To quote Andrew Coggan from this forum exchange (from 2007)

https://forum.slowtwitch.com/forum/S...ling_P1169680/


"If pedaling style is so important, why has no one ever been able to show it? That is, no study has ever shown a correlation between the pattern of force application and efficiency, nor has any study ever demonstrated that, as group, more efficient cyclists pedal differently than less efficient cyclists. OTOH, numerous studies have demonstrated a correlation between fiber type and efficiency, despite the significant variability involved in quantifying the former. "

Carbonfiberboy 

Yes, testing is good. One doesn't need any equipment to test. Just pedal 150. I already said that hard efforts will unavoidably create radial forces. One of the first things one learns when starting to ride brevets is that one does not get out of the saddle and hammer up the little risers like one usually does. Instead, one gears down and spins up. Just let those other folks go, you'll see them again later. As they say in the long distance forum, a century is not a long ride. That said, one will always profit even on a 60 mile ride by reducing radial forces as much as is convenient. One TTs any longish ride by riding moderate on the flats and hard on the hills. The ability to reduce radial forces is just a tool, and a very good tool to have in one's toolbox. I do stiff-legged deadlifts and a back machine to strengthen my hamstrings, the Roman chair for my hip flexors.

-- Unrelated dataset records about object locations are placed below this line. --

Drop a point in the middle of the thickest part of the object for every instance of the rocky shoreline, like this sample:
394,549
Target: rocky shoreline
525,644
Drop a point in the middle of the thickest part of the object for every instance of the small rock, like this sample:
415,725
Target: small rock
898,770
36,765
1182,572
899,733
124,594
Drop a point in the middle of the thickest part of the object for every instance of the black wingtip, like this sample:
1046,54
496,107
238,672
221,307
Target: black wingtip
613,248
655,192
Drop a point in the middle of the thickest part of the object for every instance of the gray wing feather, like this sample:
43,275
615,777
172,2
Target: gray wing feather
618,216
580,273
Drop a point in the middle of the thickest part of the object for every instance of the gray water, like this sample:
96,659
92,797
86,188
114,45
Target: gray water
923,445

What makes it interesting is that humans are built to exploit ground reaction forces during locomotion. We have millions of years of evolution and decades of daily experience with that built into us. But bicycles are a whole 'nother story. A bicycle is a machine for extracting the maximum amount of energy possible from the human body. It's not natural. Riding efficiently requires a lot of synapse retraining, and not everyone wants to bother with that. Note the many threads about foot retention vs. flats. But if one wants to improve their endurance, trying to reduce radial forces is a good start and strength training will help with that.